过了一会儿,晏晓阳也说:“我也梦见过你,你那时候还在上大学,会骑车来接我。我们一起去我常去的酒吧看电影。”
沈暄文严谨道:“是吗?看的还是法国片吗?”
晏晓阳被他逗得笑起来,说:“忘记了,应该不是你看不懂的法国片。”
有这么一瞬间,沈暄文觉得自己已经不在乎晏晓阳是否会对他说别的事情。他觉得自己可以表白第三次、第四次、第五次……反正晏晓阳不会舍得真的放开他。
车继续向前,中途偶尔上来几个人,他们的身影都十分模糊,只有坐在沈暄文身边的晏晓阳越来越真实。
沈暄文想低头吻他,好几次也差点就这么做了,却被陡然到站的广播声打断。又过一会儿,沈暄文忽然发现车窗上出现了细密的雨丝。
“下雨了吗?”晏晓阳问。
“白天就在打雷了。”沈暄文说。
两人并没有继续交谈,只是安静地坐在一辆晚班车上,透过玻璃看外面的雨。片刻后,雨似乎下大了一些,让外面的世界融化成了一幅梵高的画。
“马尼拉。

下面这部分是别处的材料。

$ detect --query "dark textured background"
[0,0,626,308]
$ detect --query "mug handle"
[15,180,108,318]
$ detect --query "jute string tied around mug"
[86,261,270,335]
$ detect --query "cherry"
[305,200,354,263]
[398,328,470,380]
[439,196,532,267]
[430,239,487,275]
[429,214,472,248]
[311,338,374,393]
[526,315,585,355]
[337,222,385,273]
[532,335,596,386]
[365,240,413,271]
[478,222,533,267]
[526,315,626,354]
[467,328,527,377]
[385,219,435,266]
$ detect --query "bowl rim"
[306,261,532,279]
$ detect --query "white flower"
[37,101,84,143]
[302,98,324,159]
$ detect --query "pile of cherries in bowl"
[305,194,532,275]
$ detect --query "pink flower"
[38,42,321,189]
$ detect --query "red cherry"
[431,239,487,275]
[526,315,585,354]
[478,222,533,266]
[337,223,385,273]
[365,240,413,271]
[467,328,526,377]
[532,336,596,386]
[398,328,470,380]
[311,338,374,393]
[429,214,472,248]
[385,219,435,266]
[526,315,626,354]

”晏晓阳突然道。
“什么?”沈暄文没反应过来。
“马尼拉是热带季风气候,它有旱季和雨季,我查到的。”晏晓阳说。
“马尼拉是哪儿?哦……”沈暄文怔怔地看着他,逐渐也想起了这十分耳熟的名字。
有人也问过他,在那间青旅,在擦去了灰尘的地球仪上,沈暄文找到了马尼拉。可他没有去过,甚至也不太熟悉,他为什么要这么关注这个遥远的城市呢?是因为……
是因为他看了那个莫名其妙的、只有一半的故事,那个北方女人,她一直在说要到南方去。